In March 1999, fisherman Steve Gowan was fishing for cod off the coast of Essex when he dredged up a green ginger beer bottle with a screw-on rubber stopper. Inside he found a note:

Sir or madam, youth or maid,

Would you kindly forward the enclosed letter and earn the blessing of a poor British soldier on his way to the front this ninth day of September, 1914.

Signed

Private T. Hughes
Second Durham Light Infantry.
Third Army Corp Expeditionary Force.

The enclosed letter read:

Dear Wife,

I am writing this note on this boat and dropping it into the sea just to see if it will reach you. If it does, sign this envelope on the right hand bottom corner where it says receipt. Put the date and hour of receipt and your name where it says signature and look after it well.

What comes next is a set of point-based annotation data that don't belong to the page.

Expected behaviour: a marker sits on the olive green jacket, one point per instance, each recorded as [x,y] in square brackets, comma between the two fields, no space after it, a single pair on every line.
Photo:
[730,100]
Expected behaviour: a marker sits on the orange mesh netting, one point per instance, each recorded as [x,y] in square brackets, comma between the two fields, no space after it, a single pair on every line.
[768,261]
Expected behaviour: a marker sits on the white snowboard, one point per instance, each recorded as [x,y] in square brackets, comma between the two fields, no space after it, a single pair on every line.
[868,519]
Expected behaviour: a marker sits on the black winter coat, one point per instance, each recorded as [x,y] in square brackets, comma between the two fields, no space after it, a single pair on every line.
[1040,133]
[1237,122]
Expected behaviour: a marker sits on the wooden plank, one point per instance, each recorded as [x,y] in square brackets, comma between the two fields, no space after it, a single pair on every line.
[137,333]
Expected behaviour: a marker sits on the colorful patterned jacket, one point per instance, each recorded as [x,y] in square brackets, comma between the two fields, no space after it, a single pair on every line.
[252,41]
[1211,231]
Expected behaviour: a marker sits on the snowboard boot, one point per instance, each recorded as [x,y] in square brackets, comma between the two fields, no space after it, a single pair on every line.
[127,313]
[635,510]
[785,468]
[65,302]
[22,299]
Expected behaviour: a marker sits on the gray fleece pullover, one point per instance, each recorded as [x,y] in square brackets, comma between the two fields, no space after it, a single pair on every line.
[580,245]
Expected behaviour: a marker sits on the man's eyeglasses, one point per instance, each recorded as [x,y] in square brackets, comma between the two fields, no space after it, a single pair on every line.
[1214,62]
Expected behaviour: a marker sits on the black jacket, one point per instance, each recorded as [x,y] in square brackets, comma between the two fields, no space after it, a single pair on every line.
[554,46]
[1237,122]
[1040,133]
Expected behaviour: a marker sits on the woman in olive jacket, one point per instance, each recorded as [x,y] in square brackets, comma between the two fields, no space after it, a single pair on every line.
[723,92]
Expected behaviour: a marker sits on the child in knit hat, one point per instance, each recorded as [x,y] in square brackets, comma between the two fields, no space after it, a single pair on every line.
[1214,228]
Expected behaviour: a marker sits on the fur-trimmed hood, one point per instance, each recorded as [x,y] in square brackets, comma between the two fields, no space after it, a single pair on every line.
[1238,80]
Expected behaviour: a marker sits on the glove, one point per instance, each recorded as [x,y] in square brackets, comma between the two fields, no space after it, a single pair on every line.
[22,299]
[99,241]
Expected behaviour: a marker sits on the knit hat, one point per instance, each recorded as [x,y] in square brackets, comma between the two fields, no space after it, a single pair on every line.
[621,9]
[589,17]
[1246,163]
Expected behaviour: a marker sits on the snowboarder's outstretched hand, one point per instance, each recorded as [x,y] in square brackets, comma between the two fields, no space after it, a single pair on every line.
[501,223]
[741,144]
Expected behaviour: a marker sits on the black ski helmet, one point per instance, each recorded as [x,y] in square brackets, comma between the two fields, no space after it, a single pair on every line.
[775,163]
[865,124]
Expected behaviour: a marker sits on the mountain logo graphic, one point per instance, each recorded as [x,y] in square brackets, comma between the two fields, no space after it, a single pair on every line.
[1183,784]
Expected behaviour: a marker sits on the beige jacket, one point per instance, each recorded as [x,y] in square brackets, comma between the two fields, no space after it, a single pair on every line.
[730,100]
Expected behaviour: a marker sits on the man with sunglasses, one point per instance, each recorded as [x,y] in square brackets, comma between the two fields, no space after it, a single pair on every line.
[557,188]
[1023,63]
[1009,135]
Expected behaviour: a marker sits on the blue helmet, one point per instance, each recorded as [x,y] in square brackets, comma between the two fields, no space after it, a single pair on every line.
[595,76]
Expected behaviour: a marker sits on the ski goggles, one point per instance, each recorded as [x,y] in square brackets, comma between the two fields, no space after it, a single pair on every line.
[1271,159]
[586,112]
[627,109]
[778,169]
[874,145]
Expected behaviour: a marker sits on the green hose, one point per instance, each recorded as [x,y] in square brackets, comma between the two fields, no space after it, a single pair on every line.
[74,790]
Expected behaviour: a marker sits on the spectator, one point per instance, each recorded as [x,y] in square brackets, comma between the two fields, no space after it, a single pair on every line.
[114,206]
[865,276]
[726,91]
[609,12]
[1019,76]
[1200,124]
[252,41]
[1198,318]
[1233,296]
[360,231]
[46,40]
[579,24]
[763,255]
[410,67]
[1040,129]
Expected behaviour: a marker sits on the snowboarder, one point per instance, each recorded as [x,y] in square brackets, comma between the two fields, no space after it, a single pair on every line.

Ta ta sweet, for the present.

Your Hubby.

Private Thomas Hughes, 26, of Stockton-on-Tees, had dropped the bottle into the English Channel in 1914 as he left to fight in France. He was killed two days afterward. His wife Elizabeth and daughter moved to New Zealand, where Elizabeth died in 1979. Gowan delivered the letter to the daughter, Emily Crowhurst, in Auckland that May. Two years old when her father had left for the war, she was now 86. She said, “It touches me very deeply to know … that his passage reached a goal. I think he would be very proud it had been delivered. He was a very caring man.”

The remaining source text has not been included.